The student will work under the supervision of Dr Laura Dixon and Dr Laura Carter from the Centre for Plant Sciences and School of Geography, University of Leeds. The successful candidate will develop a range of research skills, including experimental design, field sampling, chemical analysis, statistical analysis and data interpretation, academic writing skills and wider management skills. The successful candidate will benefit from inter-disciplinary training in analytical techniques and chemical fate and effects, as well as experimental biology skills including genetic mapping, RNA-sequencing. In addition, training will be provided in field/laboratory health and safety procedures and the use of field and analytical equipment as well as training to identify the developmental phases of wheat growth.

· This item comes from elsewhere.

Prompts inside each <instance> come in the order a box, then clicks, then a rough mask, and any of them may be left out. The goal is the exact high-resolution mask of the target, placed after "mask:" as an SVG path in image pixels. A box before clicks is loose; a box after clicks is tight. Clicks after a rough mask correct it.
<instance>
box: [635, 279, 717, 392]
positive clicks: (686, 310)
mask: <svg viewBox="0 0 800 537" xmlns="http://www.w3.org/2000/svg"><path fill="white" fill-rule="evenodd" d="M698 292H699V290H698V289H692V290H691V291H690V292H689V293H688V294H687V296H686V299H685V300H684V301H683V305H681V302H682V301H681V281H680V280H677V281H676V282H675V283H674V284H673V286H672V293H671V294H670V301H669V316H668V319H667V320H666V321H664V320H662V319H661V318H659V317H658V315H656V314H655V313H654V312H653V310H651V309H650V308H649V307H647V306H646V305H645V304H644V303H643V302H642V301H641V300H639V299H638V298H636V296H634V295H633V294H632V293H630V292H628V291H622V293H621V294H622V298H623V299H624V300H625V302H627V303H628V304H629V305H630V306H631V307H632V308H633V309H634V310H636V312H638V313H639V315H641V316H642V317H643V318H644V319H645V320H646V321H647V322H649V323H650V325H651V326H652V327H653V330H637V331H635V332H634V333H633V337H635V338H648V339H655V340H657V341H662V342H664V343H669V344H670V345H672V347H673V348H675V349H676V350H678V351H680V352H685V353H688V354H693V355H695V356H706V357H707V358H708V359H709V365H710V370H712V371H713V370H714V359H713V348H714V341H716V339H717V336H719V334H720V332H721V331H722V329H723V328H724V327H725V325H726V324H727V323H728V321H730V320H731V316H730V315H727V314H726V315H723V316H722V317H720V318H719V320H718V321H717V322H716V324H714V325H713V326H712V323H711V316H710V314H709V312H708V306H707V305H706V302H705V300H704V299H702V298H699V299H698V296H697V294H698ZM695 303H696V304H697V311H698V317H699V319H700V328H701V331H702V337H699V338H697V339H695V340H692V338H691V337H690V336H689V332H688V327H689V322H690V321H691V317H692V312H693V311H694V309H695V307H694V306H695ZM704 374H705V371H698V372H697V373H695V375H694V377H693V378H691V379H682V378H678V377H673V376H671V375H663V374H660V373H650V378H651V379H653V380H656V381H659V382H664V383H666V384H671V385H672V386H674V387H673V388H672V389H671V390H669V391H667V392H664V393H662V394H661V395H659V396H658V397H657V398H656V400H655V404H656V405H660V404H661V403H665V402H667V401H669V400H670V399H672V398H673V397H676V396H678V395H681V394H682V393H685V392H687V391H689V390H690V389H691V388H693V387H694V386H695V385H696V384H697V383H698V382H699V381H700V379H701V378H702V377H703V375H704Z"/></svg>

Supervision will involve regular meetings between all supervisors. Students will present results and receive constructive wider feedback from peers in a Research Support Group and at the University postgraduate research days. The successful applicant will, under the guidance of the supervisory team, contribute to all aspects of the research including designing the experiments, laboratory analysis and data collection.

The student will be encouraged to write and submit papers for publication during the project and to attend national and international conferences to present results and gain feedback from the wider academic community. The candidate will have access to a range of training courses designed to facilitate skills development and support project dissemination activities.